NoVNC Broken Scale 22.12 BlueFin Beta 2?

Sparx

Contributor
Joined
Apr 18, 2017
Messages
107
So I also have an issue with VNC on the VMs. But when I removed the Nvidia graphics Passthrough device the VNC works.
 

NickF

Guru
Joined
Jun 12, 2014
Messages
763
@Sparx That for sure has to be the problem. I am still having the issue, and I have been able to reproduce it on 3 seperate additional systems...and eahc of those systems has an NVidia card passed through to a VM. But it doesn't just break that VM. It breaks some of the other VMS also.

@morganL The ticket is closed, Can you have someone open it back up?
 

morganL

Captain Morgan
Administrator
Moderator
iXsystems
Joined
Mar 10, 2018
Messages
2,694
@Sparx That for sure has to be the problem. I am still having the issue, and I have been able to reproduce it on 3 seperate additional systems...and eahc of those systems has an NVidia card passed through to a VM. But it doesn't just break that VM. It breaks some of the other VMS also.

@morganL The ticket is closed, Can you have someone open it back up?

Now that we know its related to NVIDIA pass-thru, I think a separate ticket is worthwhile. It may be a different engineer will be assigned and we certainly need a different test system.
 

Sparx

Contributor
Joined
Apr 18, 2017
Messages
107
And in my system the Nvidia driver doesnt work at all. Maybe its related to this. What is stopping the driver from working is also related to the VNC.
 

NickF

Guru
Joined
Jun 12, 2014
Messages
763
And in my system the Nvidia driver doesnt work at all. Maybe its related to this. What is stopping the driver from working is also related to the VNC.

I’m using my gpus to pass through to a Vm, do you mean you are having a problem whereby you can’t use it in a kubernetes app on scale itself? I’ll do more testing on my end if that’s the case, I hadn’t tried to use it for an app.

The driver in the guest os has nothing to do with scale if you are talking about a Vm, which is why I am asking
 

Sparx

Contributor
Joined
Apr 18, 2017
Messages
107
I’m using my gpus to pass through to a Vm, do you mean you are having a problem whereby you can’t use it in a kubernetes app on scale itself? I’ll do more testing on my end if that’s the case, I hadn’t tried to use it for an app.

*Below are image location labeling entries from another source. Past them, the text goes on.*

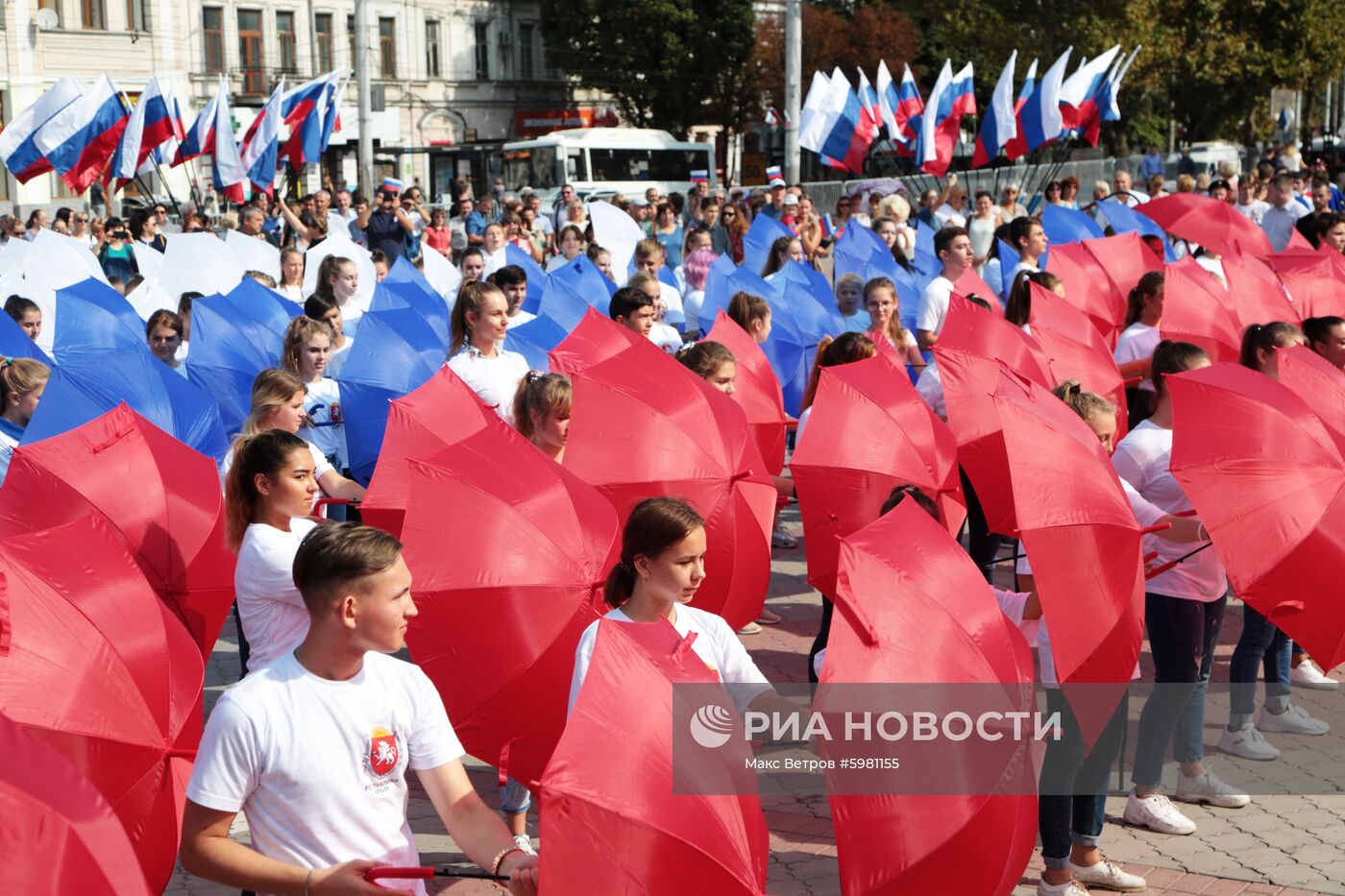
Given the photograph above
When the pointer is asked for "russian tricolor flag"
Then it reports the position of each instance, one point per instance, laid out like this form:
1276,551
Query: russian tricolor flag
998,125
80,138
17,140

The driver in the guest os has nothing to do with scale if you are talking about a Vm, which is why I am asking
Yeah I have tested different ways. Maybe shouldnt kidnap this thread with my Nvidia issues now. But nvidia-smi doesnt find any card and states it cant communicate with the driver. Both with GPU isolated and not. When i try to start the VM with a GPU passthrough i cant really tell if anything happens or if the VM loads at all since the VNC doesnt work. But I never get the IP up where the VM should be, so I guess it never starts. If I unbind the GPU passthrough VNC works and I get the VM up and running. But then without the GPU naturally. I cant get the GPU to work in any app since it doesnt get any proper driver I guess.
 

NickF

Guru
Joined
Jun 12, 2014
Messages
763
Yeah I have tested different ways. Maybe shouldnt kidnap this thread with my Nvidia issues now. But nvidia-smi doesnt find any card and states it cant communicate with the driver. Both with GPU isolated and not. When i try to start the VM with a GPU passthrough i cant really tell if anything happens or if the VM loads at all since the VNC doesnt work. But I never get the IP up where the VM should be, so I guess it never starts. If I unbind the GPU passthrough VNC works and I get the VM up and running. But then without the GPU naturally. I cant get the GPU to work in any app since it doesnt get any proper driver I guess.

You should be able to get into the VM using a standalone VNC client. It's just the built in web-based one that's broken. I do not recommend using VNC after setup is completed, and you should transition to RDP, SSH or something else more secure.

But anyway, I was able to get in using this: https://www.realvnc.com/en/connect/download/viewer/

The VM status page on SCALE will tell you what port VNC is listening on for a particular VM.
1677357981888.png


Then add it to VNC, with the management IP of your SCALE host and that port number:
1677358024296.png


It should work for initial setup now. For me, even this will not work unless I have the VNC console open BEFORE I start the VM. If I try to use it after the VM is already started it looks like this and never loads:

1677358150821.png


Before I open the new ticket, let me know if you can reproduce the same behavior if you can.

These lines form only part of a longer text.